3.2.4 Feature Extraction
Computation of the pattern spectrum and associated values: Once the regions probably containing an object have been detected, the procedure enters its feature extraction phase. Firstly, each region in the image has to be properly isolated and centered in a local neighborhood image, to be computed its closing pattern spectrum and associated measures of average size and roughness. In order to minimize border effects on the computation, we pad the region with the mean value of the entire original image.

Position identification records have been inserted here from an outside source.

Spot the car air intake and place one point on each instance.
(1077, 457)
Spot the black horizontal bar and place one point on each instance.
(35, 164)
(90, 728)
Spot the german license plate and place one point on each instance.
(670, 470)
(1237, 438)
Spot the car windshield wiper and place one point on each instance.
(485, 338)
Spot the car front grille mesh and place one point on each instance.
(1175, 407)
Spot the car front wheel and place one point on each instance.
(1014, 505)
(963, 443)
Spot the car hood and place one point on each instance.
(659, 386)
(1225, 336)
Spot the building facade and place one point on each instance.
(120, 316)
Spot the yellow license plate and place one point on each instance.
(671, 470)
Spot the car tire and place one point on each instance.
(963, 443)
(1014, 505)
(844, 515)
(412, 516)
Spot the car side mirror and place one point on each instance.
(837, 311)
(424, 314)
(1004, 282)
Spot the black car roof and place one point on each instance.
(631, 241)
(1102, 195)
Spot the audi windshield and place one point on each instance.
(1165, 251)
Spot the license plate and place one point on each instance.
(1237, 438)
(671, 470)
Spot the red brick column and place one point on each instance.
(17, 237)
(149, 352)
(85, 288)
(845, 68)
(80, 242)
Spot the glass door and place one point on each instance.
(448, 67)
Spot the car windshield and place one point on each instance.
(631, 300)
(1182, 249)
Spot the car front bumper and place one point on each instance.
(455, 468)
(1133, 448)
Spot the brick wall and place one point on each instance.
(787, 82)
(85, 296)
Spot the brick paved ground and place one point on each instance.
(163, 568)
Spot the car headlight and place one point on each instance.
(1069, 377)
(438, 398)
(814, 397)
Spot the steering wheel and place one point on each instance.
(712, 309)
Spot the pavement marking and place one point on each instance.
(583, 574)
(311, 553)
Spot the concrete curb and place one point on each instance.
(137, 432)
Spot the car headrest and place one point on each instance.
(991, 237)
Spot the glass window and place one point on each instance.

We consider three different families of 3-dimensional structuring elements, associated to the non-planar digital disks of increasingly radius according to the city-block, euclidean, and chessboard distances, which consist respectively in a pyramid, semi-sphere and cube digital approximation. The parameterization for the granulometry is thus the digital disk radius. In fact the average size attribute may be seen as the object average radius according to the respective metric [4].
As we discussed in section 3.1, the largest radius L should correspond to the closing that removes the object, when the sequence of closings should terminate. We determine L by means of a homogeneity criterion, namely, the gray-level standard deviation of each closed image based on the volume of the image at each iteration, and then select a range [0.00001,0.00006] beyond which the computation stops.
4 Experimental Results
In this section we present and comment some results we have obtained from the application of the proposed method. We compare our segmentation results with the ones from SExtractor, a software package for astronomical imaging.
4.1 SExtractor Overview
SExtractor is a software particularly oriented toward reduction of large scale galaxy-survey data [3]. One of its main purposes is the deblending of overlapping extended astronomical objects. The complete analysis of the image is done in many steps. This modularity enables one to implement his parameters, such as: frame buffer, magnitude threshold, connectivity, and others.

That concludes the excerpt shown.